The program will be offered to approximately 90 Oahu public schools which in previous years had at least 40 percent of their student enrollment participating in the Department of Education’s Free and Reduced-Price Meal Program. Officials did not specify which schools would get the program.

Dr. Virginia Pressler, the department’s director, said scaling back the program’s offerings was not a decision taken lightly.

“After careful consideration, we understood it was critical to prioritize eligible schools based on students with the greatest need for assistance, which allowed us to maximize the benefit to the public while utilizing the limited funds and resources available,” she said.

In the past few years, the health department has had its staff and resources stretched thin from outbreaks such as hepatitis A, Zika, rat lungworm, and mumps.

State epidemiologist Dr. Sarah Park says the department has had to put a higher priority on those outbreaks.

“Our first priority is protecting the public’s health, so if there’s an outbreak, we’ve got to focus on that, so that could hurt a program like Stop Flu at School if you’ve got the same staff that are running it,” Park explained. “We need to protect us. That means monitoring for diseases. That means investigating when there are diseases of concern out there. We can’t just drop that to put on a program, as important as it is.”

Park says the federal government has also cut funding the state used for the program.

The hope is that partnerships with private companies may help cover the cost of getting the program back up and running in the future.

Until then, health experts say it will mean more sick children and adults this year.

Free flu shots have been given at schools for the past 10 years. More than 65,000 students participate each year, ages five to 13 years old.

Prior to Thursday’s announcement, KHON2 had been pressing the DOH for more specifics on what would happen to the Stop Flu at School program.

In a statement, the department told us it “is coordinating with (the Department of Education) to determine statewide public school participation in the program for 2017-2018 flu season… DOH intends to resume the program this fall with some modifications due to funding reductions and limited resources.”

“Pediatricians and all of us have been surprised by the announcement,” said Dr. Marian Melish, a pediatrician at Kapiolani Medical Center for Women and Children and a professor of pediatrics at the University of Hawaii John A. Burns School of Medicine.

“I’m concerned that we will have more influenza circulating among school children, and this will have a definite effect on the amount of influenza that is circulating among adults,” she said.

Melish adds that studies show that vaccinating children helps prevent children and adults from getting sick.

“I have been watching carefully many years when there has been a lot of influenza on the mainland, we have been spared and had relatively mild years,” Melish said.

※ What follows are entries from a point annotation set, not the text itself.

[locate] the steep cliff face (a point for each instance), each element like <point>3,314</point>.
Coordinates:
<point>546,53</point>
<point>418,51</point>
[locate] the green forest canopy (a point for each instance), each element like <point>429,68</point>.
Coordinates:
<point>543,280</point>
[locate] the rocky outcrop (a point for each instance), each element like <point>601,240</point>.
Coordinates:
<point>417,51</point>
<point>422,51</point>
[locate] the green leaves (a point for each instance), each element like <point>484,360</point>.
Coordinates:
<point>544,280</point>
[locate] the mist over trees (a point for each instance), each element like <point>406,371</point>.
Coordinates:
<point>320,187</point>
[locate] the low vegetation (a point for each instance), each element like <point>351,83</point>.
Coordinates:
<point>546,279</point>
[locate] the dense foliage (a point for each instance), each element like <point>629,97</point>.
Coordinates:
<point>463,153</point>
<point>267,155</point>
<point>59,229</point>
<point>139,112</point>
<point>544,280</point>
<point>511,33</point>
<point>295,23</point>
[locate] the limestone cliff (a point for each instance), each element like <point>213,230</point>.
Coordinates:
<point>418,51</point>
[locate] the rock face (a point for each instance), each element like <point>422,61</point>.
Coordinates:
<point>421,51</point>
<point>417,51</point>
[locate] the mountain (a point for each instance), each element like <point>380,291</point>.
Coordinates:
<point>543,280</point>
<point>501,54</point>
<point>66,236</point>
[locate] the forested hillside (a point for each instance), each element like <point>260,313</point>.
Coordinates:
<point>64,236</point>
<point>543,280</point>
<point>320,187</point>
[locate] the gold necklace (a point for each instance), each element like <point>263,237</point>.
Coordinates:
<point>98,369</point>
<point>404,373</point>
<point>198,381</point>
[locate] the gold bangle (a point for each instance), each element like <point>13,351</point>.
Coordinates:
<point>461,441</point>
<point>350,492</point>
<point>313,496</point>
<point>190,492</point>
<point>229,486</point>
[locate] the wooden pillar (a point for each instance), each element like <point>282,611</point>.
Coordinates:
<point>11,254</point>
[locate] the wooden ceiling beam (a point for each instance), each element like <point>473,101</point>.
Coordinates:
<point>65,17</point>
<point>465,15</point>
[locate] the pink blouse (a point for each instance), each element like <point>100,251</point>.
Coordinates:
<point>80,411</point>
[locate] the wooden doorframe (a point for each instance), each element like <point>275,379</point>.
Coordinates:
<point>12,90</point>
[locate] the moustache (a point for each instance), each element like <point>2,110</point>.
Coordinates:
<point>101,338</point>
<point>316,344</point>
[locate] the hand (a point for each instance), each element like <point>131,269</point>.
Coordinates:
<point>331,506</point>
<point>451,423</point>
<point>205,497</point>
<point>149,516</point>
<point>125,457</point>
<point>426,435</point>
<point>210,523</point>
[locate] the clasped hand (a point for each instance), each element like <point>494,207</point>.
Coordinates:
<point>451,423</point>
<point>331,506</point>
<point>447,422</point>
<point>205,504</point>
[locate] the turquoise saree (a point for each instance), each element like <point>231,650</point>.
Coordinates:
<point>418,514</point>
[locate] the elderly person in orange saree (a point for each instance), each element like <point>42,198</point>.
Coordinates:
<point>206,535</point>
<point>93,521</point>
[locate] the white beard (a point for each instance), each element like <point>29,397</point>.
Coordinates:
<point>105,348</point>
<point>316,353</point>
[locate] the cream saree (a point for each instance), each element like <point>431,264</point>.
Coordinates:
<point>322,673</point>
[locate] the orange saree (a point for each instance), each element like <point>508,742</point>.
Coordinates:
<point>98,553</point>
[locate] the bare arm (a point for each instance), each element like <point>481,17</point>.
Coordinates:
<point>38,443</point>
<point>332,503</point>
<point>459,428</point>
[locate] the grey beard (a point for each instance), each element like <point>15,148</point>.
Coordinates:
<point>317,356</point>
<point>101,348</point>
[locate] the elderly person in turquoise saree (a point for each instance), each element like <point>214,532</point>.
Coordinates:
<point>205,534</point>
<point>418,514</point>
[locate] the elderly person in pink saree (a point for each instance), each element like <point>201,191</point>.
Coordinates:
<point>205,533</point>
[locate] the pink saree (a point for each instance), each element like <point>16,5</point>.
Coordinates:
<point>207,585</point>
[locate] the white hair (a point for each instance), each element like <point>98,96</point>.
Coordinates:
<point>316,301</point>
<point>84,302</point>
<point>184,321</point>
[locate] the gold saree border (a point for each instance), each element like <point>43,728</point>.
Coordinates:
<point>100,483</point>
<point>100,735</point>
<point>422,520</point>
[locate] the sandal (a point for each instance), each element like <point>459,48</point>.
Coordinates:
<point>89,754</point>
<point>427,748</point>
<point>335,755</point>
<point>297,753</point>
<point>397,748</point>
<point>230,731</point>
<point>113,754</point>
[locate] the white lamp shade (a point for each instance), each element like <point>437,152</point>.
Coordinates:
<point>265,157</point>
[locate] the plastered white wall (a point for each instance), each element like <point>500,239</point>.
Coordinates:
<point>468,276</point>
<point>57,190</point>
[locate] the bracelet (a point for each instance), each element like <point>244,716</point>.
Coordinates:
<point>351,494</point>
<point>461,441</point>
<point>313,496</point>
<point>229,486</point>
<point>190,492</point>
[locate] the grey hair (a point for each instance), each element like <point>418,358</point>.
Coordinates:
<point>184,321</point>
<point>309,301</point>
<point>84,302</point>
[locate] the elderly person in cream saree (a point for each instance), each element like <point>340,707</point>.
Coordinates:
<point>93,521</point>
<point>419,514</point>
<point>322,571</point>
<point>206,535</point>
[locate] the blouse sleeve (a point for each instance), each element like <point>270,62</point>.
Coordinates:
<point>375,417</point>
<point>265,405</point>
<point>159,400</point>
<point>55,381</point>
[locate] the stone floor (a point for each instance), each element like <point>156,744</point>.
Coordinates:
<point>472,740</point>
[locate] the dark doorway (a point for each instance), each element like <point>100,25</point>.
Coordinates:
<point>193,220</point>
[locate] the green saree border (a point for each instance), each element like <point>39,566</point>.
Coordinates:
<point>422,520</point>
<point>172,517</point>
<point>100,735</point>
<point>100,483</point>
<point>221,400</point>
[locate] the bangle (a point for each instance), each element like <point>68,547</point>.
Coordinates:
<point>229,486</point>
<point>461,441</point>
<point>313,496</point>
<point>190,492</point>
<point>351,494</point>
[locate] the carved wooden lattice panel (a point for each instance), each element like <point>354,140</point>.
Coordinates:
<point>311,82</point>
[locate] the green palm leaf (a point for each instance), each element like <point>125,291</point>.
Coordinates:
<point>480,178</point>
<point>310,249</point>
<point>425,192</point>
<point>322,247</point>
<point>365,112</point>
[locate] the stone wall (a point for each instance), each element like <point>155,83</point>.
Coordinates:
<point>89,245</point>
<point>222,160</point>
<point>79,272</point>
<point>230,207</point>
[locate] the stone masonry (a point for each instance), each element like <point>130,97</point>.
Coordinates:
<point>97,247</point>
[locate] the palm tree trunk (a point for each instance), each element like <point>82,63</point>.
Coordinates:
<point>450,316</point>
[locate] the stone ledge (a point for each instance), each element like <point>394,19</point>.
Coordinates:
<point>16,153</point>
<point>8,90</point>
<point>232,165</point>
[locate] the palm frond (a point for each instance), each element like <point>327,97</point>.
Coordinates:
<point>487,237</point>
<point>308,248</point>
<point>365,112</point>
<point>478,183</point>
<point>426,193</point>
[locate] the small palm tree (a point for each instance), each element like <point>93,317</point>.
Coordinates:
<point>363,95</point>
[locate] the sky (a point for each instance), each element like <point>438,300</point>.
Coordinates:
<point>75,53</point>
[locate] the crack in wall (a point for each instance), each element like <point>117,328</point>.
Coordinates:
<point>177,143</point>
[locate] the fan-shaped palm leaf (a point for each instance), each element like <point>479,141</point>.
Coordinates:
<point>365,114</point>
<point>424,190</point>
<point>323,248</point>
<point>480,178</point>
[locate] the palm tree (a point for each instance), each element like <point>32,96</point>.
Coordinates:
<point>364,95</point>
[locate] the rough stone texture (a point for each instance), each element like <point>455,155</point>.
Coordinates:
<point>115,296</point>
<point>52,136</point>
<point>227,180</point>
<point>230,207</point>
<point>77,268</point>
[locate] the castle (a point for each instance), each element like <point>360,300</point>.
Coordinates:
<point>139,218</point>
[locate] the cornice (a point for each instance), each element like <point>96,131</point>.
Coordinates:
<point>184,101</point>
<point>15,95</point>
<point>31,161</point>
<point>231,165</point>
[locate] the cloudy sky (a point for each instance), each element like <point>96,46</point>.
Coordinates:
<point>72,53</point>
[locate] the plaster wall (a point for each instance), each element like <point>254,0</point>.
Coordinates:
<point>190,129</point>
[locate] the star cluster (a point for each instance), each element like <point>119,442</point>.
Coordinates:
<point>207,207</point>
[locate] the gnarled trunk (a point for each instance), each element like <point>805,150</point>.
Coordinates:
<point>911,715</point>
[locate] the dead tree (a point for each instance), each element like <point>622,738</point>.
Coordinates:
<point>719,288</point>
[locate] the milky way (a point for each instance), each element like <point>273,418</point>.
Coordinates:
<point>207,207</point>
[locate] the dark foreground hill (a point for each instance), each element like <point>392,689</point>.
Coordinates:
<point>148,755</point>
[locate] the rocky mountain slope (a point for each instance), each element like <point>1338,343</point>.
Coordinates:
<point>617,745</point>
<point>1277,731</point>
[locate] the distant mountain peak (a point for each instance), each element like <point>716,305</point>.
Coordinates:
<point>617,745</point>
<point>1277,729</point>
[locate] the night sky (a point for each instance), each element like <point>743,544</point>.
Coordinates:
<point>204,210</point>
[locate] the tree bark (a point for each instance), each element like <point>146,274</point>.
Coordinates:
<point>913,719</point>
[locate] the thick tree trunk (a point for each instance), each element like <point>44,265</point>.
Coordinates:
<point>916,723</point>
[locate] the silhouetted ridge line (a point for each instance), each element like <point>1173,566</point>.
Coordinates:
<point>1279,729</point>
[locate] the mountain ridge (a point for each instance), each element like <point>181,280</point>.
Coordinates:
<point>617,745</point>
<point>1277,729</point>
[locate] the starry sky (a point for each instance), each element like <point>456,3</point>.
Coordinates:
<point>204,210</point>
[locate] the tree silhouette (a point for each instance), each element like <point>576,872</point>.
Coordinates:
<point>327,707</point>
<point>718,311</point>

While the cost of the vaccine is covered by medical insurance, DOH says the program costs the state $2 million per year.

KHON2 reached out to state Rep. John Mizuno, chairman of the House Health and Human Services Committee, who says it’s worth keeping the program intact.

“It’s going to cost more by having a sicker community than with these vaccinations, so I would recommend that we highly subsidize the vaccinations if need be,” Mizuno said. “(It) needs to be a high priority. This is health.”

Sen. Jill Tokuda, former Senate Ways and Means chairwoman, says the Legislature might have been able to help if it had been informed.

“I think we would rather have known at the time we were going through session that this program would have been cut in some of our schools and been able to prioritize that against all the other decisions we were going through,” she said.

The DOH says it’s too late to do anything about it this year, but there is hope that flu shots will again be offered in all schools next year.

In the meantime, parents are advised to take their kids to the doctor or a pharmacy for their flu shot.

In addition to vaccination for everyone ages 6 months and older, DOH recommends other flu prevention strategies, which include staying home when sick, covering coughs and sneezes, and washing hands frequently.